Indeed, the app market is expected to generate immense profits for mobile companies. An official in the app-development industry said, “Internet companies can be more profitable and effective now with applications than in ‘the era of web,’ since applications, unlike the web where users can freely surf around, can ‘lock up’ users and hold on to them when the platforms are dominated as seen in the cases of Google, Apple, Kakao and Tencent.”
The number of free apps are surging as the app-based business environment is currently established. According to Flurry, free apps constituted 84 percent of overall apps in 2012, whereas 90 percent of apps are free of charge in 2013.
Even Microsoft, which had been reluctant in providing free services, has made Microsoft Office files able to be viewed and edited on mobile without any payments. Conducting such jobs on a computer will cost up to hundreds of dollars. The fate of mobile companies is now often determined by free services. NCSoft, Korea’s online game company, is struggling in the mobile game market as it is sticking to for-fee services of ‘Lineage,’ its most popular game, on mobile.
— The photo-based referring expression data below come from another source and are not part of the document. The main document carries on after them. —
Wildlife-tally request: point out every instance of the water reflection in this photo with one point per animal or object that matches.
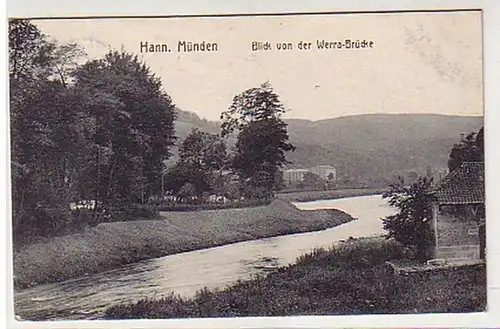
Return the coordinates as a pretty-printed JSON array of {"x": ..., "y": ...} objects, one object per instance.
[{"x": 87, "y": 297}]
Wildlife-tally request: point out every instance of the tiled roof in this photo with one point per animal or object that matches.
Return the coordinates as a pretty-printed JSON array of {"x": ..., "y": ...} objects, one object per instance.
[{"x": 464, "y": 185}]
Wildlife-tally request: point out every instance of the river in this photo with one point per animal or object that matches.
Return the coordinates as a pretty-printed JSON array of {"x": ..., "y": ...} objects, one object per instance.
[{"x": 88, "y": 296}]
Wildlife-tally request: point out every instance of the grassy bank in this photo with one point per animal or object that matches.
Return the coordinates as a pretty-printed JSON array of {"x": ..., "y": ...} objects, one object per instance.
[
  {"x": 348, "y": 279},
  {"x": 110, "y": 245},
  {"x": 305, "y": 196}
]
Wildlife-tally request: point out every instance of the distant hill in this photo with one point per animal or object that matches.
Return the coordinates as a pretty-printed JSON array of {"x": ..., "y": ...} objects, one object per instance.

The mobile game which once brought a huge success to the company in its computer version is currently ranked below top 100 in Google Play game store. On the other hand, Netmarble, another Korea’s game developer, which once faced predicaments in the computer-Internet game market, resurged in the mobile-app market with free service strategies.
Netmarble now holds a prominent position in the mobile game industry, as four of its games including ‘Everybody’s Marble’ and ‘Seven Knights’ stand within the top-10 list of Google Play mobile game rank, and its sales sky-rocketed from 210 billion won in 2012 to 500 billion won last year.